The banning of books, it would be easy to think, is a relic of less enlightened ages. The Catholic church, in a last spasm of rectitude, added Jean-Paul Sartre, Alberto Moravia and Simone de Beauvoir to its Index of Forbidden Books during the 1940s and 50s, but then abandoned the list, which had lasted four centuries, in 1966. Public book burnings by Nazis or McCarthyites, too, might be assumed to be nothing more than a baleful warning from the past.
Yet the burning of books still appears an irresistible act to some even in the country with the strongest statutory protection of free speech, the United States. In 2019, students at Georgia Southern University burned copies of visiting Cuban-American author Jennine Capo Crucet's Make Your Home Among Strangers, some shouting Trump 2020!. In 2022, the Nashville pastor Greg Locke held a public bonfire for demonic books, including the Harry Potter and Twilight series.
Censorship used to occur largely at the level of governments or other transnational authorities. It still does in authoritarian countries such as Iran and China, but western states generally liberalised in the mid-20th century. Yet a weaker form of censorship has long persisted within the American school system, where individual books are subject to challenge by parents who consider them inappropriate material for their children. Often, school boards will respond by removing those books from school libraries, in which case they have effectively been banned.

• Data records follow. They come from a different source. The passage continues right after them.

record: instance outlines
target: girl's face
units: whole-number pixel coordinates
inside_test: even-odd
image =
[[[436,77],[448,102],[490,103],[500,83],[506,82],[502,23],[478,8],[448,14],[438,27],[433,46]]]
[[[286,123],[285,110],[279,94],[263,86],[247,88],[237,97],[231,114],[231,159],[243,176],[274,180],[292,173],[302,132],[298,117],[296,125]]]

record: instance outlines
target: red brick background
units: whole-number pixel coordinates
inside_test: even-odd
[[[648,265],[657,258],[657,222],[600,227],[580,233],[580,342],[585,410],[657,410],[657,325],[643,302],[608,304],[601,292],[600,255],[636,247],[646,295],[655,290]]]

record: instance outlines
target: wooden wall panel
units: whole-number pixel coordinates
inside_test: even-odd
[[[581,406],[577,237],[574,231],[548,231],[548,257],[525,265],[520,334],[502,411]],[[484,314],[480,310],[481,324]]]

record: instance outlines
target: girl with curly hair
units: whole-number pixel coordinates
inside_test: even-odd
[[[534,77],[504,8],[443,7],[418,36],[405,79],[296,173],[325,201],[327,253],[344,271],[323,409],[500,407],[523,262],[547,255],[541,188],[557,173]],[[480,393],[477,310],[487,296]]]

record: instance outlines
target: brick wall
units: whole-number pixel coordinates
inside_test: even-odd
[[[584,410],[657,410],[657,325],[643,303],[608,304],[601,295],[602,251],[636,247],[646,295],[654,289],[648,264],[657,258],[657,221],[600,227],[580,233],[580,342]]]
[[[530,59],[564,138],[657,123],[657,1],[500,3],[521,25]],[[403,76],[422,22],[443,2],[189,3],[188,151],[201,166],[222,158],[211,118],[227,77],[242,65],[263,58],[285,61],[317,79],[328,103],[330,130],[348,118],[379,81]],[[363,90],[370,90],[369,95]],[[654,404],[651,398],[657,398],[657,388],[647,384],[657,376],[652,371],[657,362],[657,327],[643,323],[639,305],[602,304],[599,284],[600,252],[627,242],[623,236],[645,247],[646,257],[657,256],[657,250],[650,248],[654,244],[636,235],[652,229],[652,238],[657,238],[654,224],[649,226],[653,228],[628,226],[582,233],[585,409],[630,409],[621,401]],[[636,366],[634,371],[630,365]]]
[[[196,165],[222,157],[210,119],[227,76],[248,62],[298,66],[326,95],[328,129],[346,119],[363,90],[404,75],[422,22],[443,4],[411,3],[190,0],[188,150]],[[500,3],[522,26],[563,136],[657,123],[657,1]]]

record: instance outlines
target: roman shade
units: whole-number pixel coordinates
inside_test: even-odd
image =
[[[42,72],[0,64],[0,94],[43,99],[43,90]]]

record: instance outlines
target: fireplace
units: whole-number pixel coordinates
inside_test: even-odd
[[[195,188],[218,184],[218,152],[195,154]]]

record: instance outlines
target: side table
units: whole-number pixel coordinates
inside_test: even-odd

The phenomenon has accelerated in recent years. The machinery of school censorship in the US has also become significantly more corporate. According to the American Library Association's analysis of its 2024 data, the majority of book censorship attempts are now originating from organised movements. Pressure groups and government entities that include elected officials, board members and administrators initiated 72% of demands to censor books in school and public libraries.